The communicability of an adjacency matrix A can be expressed as $e^A$ (Estrada et al., 2012), so that the i,j-th entry is a weighted sum of all paths from i to j, where shortest paths are assigned with larger weights. For a hierarchical block matrix, computed with hbm, each scale s defines its own adjacency matrix, where all entries with values larger than s are set to 0. The scale-communicability between 2 nodes i and j in this matrix is defined here as the mean communicability across scales (excluding the largest scale).

References

Estrada, E., Hatano, N. and Benzi, M. The physics of communicability in complex networks.
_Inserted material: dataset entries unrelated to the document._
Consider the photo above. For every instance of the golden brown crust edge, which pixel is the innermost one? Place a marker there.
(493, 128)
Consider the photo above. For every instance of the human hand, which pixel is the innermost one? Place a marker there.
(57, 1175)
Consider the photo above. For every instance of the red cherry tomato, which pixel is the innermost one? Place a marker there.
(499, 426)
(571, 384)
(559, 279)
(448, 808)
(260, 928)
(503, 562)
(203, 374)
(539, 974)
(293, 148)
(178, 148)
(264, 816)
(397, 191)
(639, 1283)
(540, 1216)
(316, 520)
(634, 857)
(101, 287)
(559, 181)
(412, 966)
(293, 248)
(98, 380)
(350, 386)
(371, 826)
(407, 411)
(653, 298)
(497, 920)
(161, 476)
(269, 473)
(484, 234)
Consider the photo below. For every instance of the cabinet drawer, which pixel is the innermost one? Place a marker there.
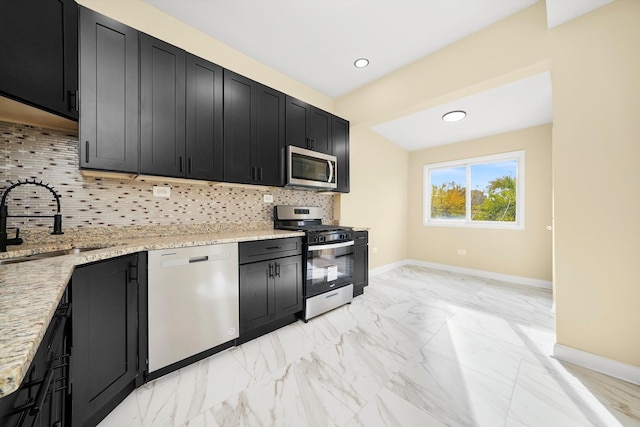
(360, 238)
(269, 249)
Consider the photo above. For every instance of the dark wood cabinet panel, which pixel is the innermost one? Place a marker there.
(39, 45)
(267, 153)
(298, 118)
(270, 285)
(105, 337)
(162, 108)
(42, 399)
(288, 286)
(307, 126)
(256, 300)
(109, 130)
(204, 127)
(253, 132)
(239, 131)
(321, 131)
(340, 141)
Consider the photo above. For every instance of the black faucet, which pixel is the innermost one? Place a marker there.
(4, 214)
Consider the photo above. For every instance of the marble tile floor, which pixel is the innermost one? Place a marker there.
(421, 347)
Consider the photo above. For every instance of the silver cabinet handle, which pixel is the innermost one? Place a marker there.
(332, 246)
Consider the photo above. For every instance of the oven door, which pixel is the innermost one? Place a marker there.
(329, 266)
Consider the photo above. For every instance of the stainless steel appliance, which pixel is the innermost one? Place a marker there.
(193, 301)
(307, 168)
(329, 258)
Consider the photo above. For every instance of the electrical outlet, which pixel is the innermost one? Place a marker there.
(161, 191)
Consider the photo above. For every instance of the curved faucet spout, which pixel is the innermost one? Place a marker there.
(4, 214)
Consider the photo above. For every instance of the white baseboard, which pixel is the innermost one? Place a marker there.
(480, 273)
(613, 368)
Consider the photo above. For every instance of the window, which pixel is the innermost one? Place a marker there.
(479, 192)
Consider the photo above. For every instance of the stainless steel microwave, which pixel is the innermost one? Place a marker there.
(307, 168)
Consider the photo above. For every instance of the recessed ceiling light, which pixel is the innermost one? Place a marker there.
(361, 62)
(454, 116)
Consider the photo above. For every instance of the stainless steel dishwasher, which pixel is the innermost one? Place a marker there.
(193, 301)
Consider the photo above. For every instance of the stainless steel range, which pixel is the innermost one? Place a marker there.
(329, 258)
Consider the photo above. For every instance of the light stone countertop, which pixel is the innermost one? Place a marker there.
(30, 291)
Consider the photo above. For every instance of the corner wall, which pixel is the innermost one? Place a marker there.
(596, 150)
(378, 197)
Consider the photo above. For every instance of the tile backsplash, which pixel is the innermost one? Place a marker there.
(52, 157)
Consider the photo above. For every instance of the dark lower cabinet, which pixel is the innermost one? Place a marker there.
(39, 45)
(271, 289)
(361, 262)
(104, 349)
(109, 109)
(340, 140)
(42, 400)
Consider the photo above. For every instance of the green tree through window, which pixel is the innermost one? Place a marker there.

Physics Reports 514, 89-119 (2012). hbm's website: http://www.cl.cam.ac.uk/~ys388/hbm/

See Also

hbm to learn how to build hierarchical block matrices hbm's tutorials at http://www.cl.cam.ac.uk/~ys388/hbm/

Examples

Run this code
set.seed(2)
n = 100 # chain size
conf = generate.random.conf(n, scale = FALSE)

# compute the HBM
hm.control = hbm(exp(-1*as.matrix(dist(conf))), 2)$hm

# compute scale communicability
comm = communicability(hm.control)

# explore for position 50
plot(1:n, comm[50,], xlab = "Position", ylab = "Communicability", 
main = "Communicability for Position 50", pch=16)

# plot in original configuration
cols = rep("black", n)
cols[which(comm[50,] > 100)] = "blue"
plot(conf, xlab = "X", ylab = "Y", type = "n")
text(conf, labels = 1:n, col = cols)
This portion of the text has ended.